結論を最初にはっきりお伝えします。台湾旅行にパスポートは必要です。パスポートなしで台湾に入国することはできません。日本国籍保持者が台湾を旅行する際に「いらない」のはパスポートではなく「ビザ(査証)」です。この重要な違いをしっかり理解した上で台湾旅行の準備を進めることが、スムーズな渡航の第一歩になります。
この記事では2026年3月時点の最新情報をもとに、台湾へのノービザ渡航制度の詳細・パスポートが必要な理由・入国時に必要な書類の全体像・よくある誤解とその真実・台湾入国の手順まで、台湾旅行前に知っておくべきすべての情報を徹底解説します。
「台湾 パスポート いらない」が検索される理由:ビザとパスポートの混同
「台湾旅行にパスポートはいらない」という誤解が広まった背景には、「ビザ(査証)不要」と「パスポート不要」が混同されているケースが非常に多くあります。

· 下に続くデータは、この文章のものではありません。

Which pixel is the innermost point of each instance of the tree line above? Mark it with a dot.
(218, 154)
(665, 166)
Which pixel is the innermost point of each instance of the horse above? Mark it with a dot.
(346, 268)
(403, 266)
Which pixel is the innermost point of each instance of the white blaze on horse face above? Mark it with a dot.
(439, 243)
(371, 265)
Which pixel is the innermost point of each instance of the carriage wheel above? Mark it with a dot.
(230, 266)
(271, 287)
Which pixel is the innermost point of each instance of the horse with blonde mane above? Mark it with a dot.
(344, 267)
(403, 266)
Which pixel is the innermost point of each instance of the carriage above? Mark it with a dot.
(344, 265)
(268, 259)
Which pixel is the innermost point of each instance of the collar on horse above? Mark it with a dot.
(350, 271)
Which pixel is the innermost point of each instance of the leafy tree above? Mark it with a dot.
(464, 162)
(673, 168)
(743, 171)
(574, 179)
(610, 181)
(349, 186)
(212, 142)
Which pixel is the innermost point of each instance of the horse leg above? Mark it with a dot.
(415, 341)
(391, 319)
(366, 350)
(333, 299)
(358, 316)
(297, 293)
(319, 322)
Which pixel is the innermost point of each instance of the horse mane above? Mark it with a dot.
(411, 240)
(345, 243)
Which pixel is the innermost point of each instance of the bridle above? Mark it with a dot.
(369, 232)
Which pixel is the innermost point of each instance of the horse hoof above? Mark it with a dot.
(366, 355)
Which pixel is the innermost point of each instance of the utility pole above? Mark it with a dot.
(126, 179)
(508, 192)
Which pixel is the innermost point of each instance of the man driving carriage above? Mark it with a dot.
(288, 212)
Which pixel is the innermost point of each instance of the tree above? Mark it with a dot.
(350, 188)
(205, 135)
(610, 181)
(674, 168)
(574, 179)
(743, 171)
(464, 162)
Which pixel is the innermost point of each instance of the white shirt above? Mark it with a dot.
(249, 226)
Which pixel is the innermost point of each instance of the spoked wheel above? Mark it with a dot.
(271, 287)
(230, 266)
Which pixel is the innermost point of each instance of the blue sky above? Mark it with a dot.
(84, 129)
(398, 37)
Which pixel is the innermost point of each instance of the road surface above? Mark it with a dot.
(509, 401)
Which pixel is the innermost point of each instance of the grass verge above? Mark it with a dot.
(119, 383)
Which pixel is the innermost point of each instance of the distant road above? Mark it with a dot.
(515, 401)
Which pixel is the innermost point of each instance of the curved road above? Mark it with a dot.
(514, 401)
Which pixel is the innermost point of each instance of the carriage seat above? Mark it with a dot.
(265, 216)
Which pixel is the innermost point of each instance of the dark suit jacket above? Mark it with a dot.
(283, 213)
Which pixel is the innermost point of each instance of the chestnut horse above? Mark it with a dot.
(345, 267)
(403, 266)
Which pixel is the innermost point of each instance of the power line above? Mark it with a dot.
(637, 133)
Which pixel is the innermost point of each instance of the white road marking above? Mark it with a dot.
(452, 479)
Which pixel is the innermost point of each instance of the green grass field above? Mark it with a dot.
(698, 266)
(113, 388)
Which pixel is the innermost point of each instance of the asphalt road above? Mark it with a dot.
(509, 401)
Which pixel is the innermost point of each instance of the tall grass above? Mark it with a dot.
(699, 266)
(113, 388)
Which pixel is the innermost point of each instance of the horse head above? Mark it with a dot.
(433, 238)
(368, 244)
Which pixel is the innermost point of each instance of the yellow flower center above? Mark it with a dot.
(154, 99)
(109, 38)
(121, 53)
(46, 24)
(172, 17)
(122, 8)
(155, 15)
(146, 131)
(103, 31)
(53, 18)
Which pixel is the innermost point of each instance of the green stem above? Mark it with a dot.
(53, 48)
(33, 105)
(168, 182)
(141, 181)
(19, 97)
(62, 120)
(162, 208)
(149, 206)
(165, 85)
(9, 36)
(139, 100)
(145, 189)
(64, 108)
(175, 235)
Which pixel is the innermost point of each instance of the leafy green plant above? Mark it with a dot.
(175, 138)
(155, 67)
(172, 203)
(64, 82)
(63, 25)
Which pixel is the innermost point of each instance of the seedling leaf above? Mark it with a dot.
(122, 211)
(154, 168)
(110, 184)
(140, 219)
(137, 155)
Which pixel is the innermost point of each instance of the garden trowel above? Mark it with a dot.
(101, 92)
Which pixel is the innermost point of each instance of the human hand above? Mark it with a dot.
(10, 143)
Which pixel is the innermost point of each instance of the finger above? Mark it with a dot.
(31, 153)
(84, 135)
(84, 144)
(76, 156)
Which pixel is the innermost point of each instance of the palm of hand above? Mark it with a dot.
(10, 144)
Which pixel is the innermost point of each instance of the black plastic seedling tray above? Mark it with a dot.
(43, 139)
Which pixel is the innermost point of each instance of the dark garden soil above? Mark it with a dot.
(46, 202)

日本国籍保持者が台湾を90日以内の観光目的で訪問する場合、ビザ(査証)の取得は不要です。これは事実であり、後ほど詳しく解説します。しかしビザが不要であることは、パスポートが不要であることを意味しません。
パスポートとビザは全く異なる書類です。
- パスポート(旅券):日本国政府が発行する「あなたが日本国民であること」を証明する国際的な身分証明書。外国に入国する際に必ず必要となる渡航者本人の身分・国籍を証明する公式文書。パスポートなしでは日本を出国すること自体ができない
- ビザ(査証):訪問先の国の政府が「あなたが自国に入国することを許可する」という許可証。国と国の間の協定によって、特定の国籍保持者に対してビザなしでの入国を認める場合がある。日本国籍保持者に対して台湾はビザ不要の渡航を認めている
つまり「台湾はビザがいらない」というのは「台湾入国の事前手続き(ビザ申請)が不要」という意味であり、「パスポートを持たずに台湾に渡航できる」という意味では断じてありません。
日本人の台湾渡航:ノービザ(査証免除)制度の詳細
日本国籍保持者が台湾を訪問する際のビザ(査証)に関するルールを2026年3月現在の最新情報で解説します。
観光・短期滞在(90日以内)のノービザ渡航
日本国籍保持者は、観光・業務・学術交流等の短期目的で台湾を訪問する場合、有効なパスポートを所持していればビザなしで最長90日間まで台湾に滞在することができます。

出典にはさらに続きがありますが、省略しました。